Körpergeschichte
Teilbereich der Geschichtswissenschaft, in der die Interdependenz von Körper und Gesellschaft in ihrer historischen Dimension untersucht wird
From Wikipedia, the free encyclopedia
Die Körpergeschichte oder auch Geschichte des Körpers ist ein Teilgebiet der Geschichtswissenschaft, in der die Interdependenz von Körper und Gesellschaft in ihrer historischen Dimension untersucht wird.

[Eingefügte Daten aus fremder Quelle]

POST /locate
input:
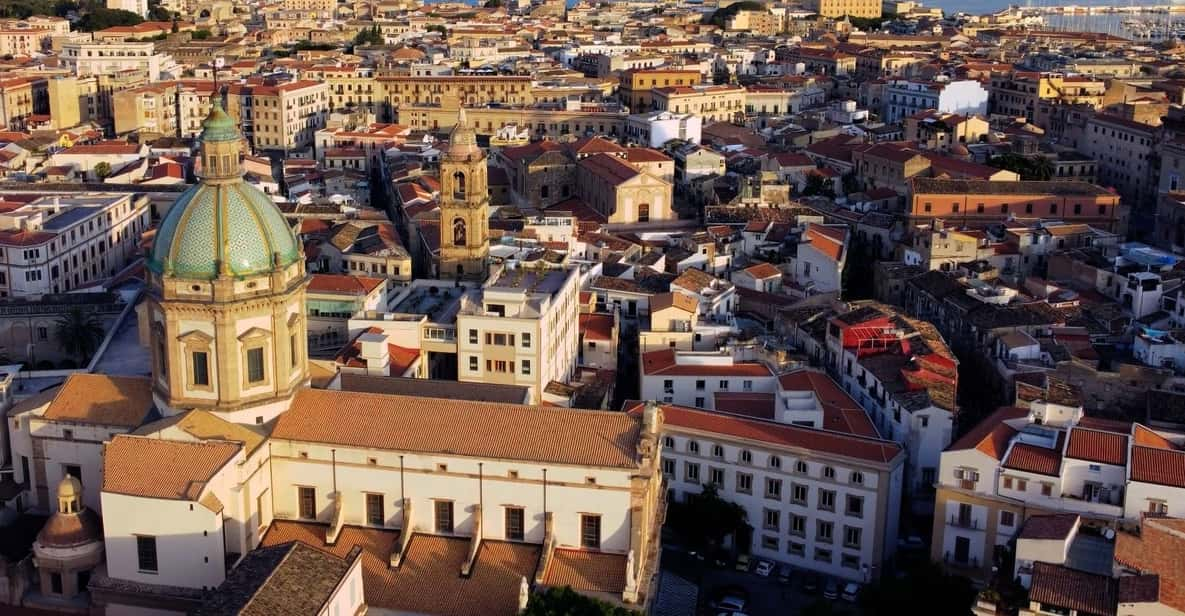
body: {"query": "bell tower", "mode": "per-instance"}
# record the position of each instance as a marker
(465, 206)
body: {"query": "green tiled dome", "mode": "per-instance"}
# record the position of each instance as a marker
(230, 223)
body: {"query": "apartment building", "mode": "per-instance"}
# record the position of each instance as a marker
(453, 91)
(280, 116)
(838, 8)
(166, 108)
(1126, 152)
(712, 103)
(638, 85)
(57, 244)
(1036, 96)
(821, 499)
(1048, 459)
(520, 328)
(904, 377)
(20, 97)
(977, 203)
(83, 58)
(904, 97)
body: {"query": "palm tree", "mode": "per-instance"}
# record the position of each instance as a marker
(79, 333)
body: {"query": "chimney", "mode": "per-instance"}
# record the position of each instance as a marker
(375, 352)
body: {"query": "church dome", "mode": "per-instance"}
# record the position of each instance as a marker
(223, 225)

In der Körpergeschichte wird davon ausgegangen, dass gesellschaftliche Werte und Normen, Wissens- und Ideensysteme, Strukturen und Technologien den menschlichen Körper prägen – und nicht nur die biologische Substanz. Leitfrage dieser speziellen Geschichtswissenschaft ist, wie soziale Wirklichkeit durch körperliche Praktiken her- und dargestellt wird. Körpergeschichte ist die Geschichte der Thematisierungen des Körpers in theoretischen (theologischen, philosophischen, medizinischen, sportwissenschaftlichen, anthropologischen, kriminalistischen etc.) Diskursen, in der Malerei, der Literatur, der Volkskultur, der Gesetzgebung, der Körperkultur etc., aber auch (soweit möglich) der körperlichen Erfahrungen bzw. des Körpergedächtnisses der Subjekte selbst sowie der Technologien, die für und gegen sie eingesetzt wurden.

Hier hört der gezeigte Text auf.